Dall’acquisto alla fedeltà: il commercio ha cambiato faccia

Potrebbe sembrare tutto normale e che nessuno abbia inventato niente, eppure il commercio si è gradualmente trasformato quasi integralmente. Si sta passando dall’esperienza dello scambio a quella della tassa, e in fondo i marxiani potrebbero pensare che anche questo fosse stato preconizzato a suo tempo.

Che il denaro come intermediazioni stia imbarcando acqua non è una novità, ma anche il baratto non sarebbe facile da gestire e le banche di ore non si può dire che abbiano sortito rivoluzioni in questo senso. Piano piano, però, quasi impercettibilmente stiamo rendendoci conto che perfino la sacralità della materia è stata violata da questo punto di vista. E non solo dalle stampanti 3D: prima ancora vengono i nostri rituali.

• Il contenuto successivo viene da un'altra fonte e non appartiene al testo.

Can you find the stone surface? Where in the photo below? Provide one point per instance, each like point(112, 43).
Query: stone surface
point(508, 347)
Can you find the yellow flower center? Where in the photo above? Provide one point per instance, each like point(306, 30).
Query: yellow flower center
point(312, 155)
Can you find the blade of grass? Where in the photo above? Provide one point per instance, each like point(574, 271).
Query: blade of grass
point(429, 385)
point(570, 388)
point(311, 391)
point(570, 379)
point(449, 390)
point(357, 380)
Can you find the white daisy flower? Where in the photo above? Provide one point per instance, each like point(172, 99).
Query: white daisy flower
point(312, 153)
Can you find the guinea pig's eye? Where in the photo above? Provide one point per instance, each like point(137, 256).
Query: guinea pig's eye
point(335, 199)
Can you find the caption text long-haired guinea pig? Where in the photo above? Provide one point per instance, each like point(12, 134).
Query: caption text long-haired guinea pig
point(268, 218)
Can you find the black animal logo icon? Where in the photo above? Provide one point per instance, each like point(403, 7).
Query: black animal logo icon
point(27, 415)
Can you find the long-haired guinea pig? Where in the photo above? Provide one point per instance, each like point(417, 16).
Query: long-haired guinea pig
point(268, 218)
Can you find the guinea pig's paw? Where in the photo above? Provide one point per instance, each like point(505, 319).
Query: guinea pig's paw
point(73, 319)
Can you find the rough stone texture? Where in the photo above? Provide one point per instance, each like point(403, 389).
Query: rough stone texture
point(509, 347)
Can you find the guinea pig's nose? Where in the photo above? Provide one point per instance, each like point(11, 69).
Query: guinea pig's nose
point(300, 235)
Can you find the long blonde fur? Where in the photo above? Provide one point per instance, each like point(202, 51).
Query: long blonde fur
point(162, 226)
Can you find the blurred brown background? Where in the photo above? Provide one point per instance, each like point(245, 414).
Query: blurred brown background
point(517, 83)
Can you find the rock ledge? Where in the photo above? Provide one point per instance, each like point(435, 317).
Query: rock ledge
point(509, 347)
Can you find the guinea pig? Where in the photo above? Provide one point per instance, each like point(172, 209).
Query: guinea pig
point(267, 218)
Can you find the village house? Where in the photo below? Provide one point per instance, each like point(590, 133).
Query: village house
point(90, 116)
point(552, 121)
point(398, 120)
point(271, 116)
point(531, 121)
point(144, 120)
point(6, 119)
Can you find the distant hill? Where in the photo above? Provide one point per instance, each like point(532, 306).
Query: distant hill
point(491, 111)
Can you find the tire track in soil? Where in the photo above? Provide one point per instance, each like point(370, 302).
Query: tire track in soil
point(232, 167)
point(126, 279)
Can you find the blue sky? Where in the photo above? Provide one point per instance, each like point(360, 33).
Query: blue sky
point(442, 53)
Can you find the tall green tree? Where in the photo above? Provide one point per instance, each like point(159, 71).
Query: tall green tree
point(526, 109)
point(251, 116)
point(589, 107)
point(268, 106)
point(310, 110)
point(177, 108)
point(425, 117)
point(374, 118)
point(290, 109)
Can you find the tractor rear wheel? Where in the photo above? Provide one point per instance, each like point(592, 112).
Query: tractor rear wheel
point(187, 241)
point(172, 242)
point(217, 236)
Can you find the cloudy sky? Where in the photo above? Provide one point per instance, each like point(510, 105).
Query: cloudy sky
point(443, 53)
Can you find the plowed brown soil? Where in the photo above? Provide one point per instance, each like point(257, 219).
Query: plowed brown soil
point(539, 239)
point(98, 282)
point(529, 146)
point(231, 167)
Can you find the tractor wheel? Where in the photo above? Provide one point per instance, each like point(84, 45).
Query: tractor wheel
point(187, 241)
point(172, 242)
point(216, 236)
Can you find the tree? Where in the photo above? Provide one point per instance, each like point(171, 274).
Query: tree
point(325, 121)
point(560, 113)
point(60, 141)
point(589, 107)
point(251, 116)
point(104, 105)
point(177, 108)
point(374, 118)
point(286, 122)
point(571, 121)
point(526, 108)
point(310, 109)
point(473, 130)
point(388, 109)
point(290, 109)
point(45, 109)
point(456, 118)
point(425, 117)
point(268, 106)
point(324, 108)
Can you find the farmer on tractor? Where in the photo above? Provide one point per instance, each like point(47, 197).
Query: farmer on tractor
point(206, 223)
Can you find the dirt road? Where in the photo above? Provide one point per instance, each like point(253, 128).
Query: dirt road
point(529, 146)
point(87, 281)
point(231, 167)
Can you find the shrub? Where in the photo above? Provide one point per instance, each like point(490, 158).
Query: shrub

Quando acquisti servizi per i contenuti, come musica, notizie, film, comunicazione, sei abituato a pensare di potere sottoscrivere un abbonamento, eppure anche qui le cose cambiano. Ci si va gradualmente allontanando da quello che consumi per spostarci in un “tutto compreso”. Si profila il cliente e si stabilisce che si tratta di un individuo da “pacchetto basic”, “pro”, “advanced” o “outsider” e gli si fornisce il pacchetto corrispondente al suo livello senza misurare più i consumi, ma solo lo scarto da un livello all’altro. Quello a cui sei meno abituato a pensare in questi termini è il caso in cui tu stia acquistando un oggetto tradizionalmente pensato per essere “tuo”, come un’automobile o un telefono. Eppure, anche in questo caso vieni facilitato nell’acquisto dal momento in cui rinunci alla proprietà per pagare la tassa alla casa automobilistica rimanendo il più possibile legati a loro. Se paghi il leasing al venditore l’oggetto in sé ti viene quasi regalato, salvo pagarlo per intero nel momento in cui esci dalla “famiglia”, dal “clan”, quando non sei più fedele. Anche l’auto in sé e per se non è un costo, ma una soglia di abbonamento. Se sei della Serie 3 spendi 199,9999€ al mese, per la serie 5 299,9999€ al mese e così via. Trascorsi un certo numero di anni userai l’auto nuova per quella fascia di prezzo restituendo l’usato che comunque non è mai stato tuo, in quanto tu hai sempre soltanto pagato gli interessi, ovverosia l’abbonamento al marchio e non all’auto.

Lo stesso accade quando compri qualcosa che pensi debba essere tuo come un cellulare: paghi per “far parte” di quella tribu: la tribu iPhone piuttosto che Galaxy, quella del cellulare economico e dei consumi basic, piuttosto che il fascia alta con consumi elevati o lo “special” senza limiti di consumi e tu versi un compenso, una “tassa di appartenenza” che fa sì che non ci pensi più. Presto un discorso analogo verrà fatto anche per il cibo e, piano piano. non sceglierai più quello che ti aggrada, ma riceverai quello che è stato pianificato per oggi per il tuo profilo dal gruppo cui hai scelto di essere fedele.

Si passa da “l’età del prodotto” a “l’età dell’accesso”, del diritto di partecipazione.

Gli abbonamenti sono talmente diffusi che una società californiana che si occupa solo di gestirli al di là del prodotto che serve (dagli abiti ai mobili fino a Netflix e Spotify) ha scelto di venire quotata in borsa.

Quando Jeremy Rifkin dopo avere profetizzato la “fine del lavoro”, almeno per come eravamo soliti intenderlo, ha preso a vaticinare anche sul mercato, non ha fatto un’affermazione balzana nel descrivere un mondo in cui la maggior parte dei beni e delle dotazioni costose verranno in futuro rese disponibili sotto forma di contratti di affitto a breve termine, di prestiti, di diritto di adesione e formule simili.

Resta da capire quale spazio avranno quanti restano fuori da questa possibilità di offerta e quello che vorrà dire accettare le strategie di pianificazione e procedurali dei pochi (pensiamo solo a quanti sono i sistemi operativi di computer e cellulari considerato che si rivolgono potenzialmente almeno a 7 miliardi di persone) che potranno beneficiarne. Che sarà del loro lavoro e del loro contributo creativo.